Now don’t let me take too much credit here: I didn’t write the whole game, just the iPhone version. The biggest task for this project was to create flashier, higher-resolution art that matches the latest season of the television show. Plus there were a number of minor rule changes, the most noticeable of these being the addition of the Million Dollar Wedge. Yes, you can win ONE MILLION DOLLARS on Wheel of Fortune now, but meeting all the requirements is statistically impossible. Still, that didn’t stop this woman. We also added trophies. Because, y’know, you gotta have trophies. Even Sony agrees now.
As for the mobile game itself, it’s been a roaring success. We watched the game’s sales ranking rise daily after its release. I had heard that at one point, it reached #13 on the iTunes Top Paid Games list. Currently it’s hovering in the middle of the Top 50 list at a respectable #29.
The reviews for the game have been exceptionally good as well. Everyone seems to praise the gameplay and art, while only criticizing the same small list of shortcomings: no Pat Sajak or Vanna White (Sony would bankrupt themselves trying to license their likenesses),?no multiplayer. What’s been funny is people who complain about the rules of the game, without understanding how the latest season of the show works. I’ve seen people criticize the wheel layout (it’s copied directly from the design layout for the show itself), and the biggest complaint is that when you select “Normal Mode” it starts with Toss-Up Rounds. Normal Mode is meant to replicate the game show experience exactly, and the show starts with two Toss-Up Rounds! Overall, though, it seems like most people who like the show love the game, and that’s a great feeling.

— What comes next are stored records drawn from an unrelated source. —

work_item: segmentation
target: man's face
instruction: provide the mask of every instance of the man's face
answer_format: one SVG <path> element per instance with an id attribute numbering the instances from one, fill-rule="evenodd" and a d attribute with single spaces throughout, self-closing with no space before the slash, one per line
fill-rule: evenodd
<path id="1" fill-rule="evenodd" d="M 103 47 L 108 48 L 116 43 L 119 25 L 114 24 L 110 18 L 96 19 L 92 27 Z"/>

There are also some more in-depth web-based reviews that are worth checking out. I love this guy’s mocking criticisms of some of the puzzles. I agree that some of the puzzles seem totally random, but they came directly from the show’s writers, so I don’t know what the deal is with that. And this guy supposedly has a video review of the game, but it’s actually just a silent video of him playing, with some jazz music overlayed to spruce things up.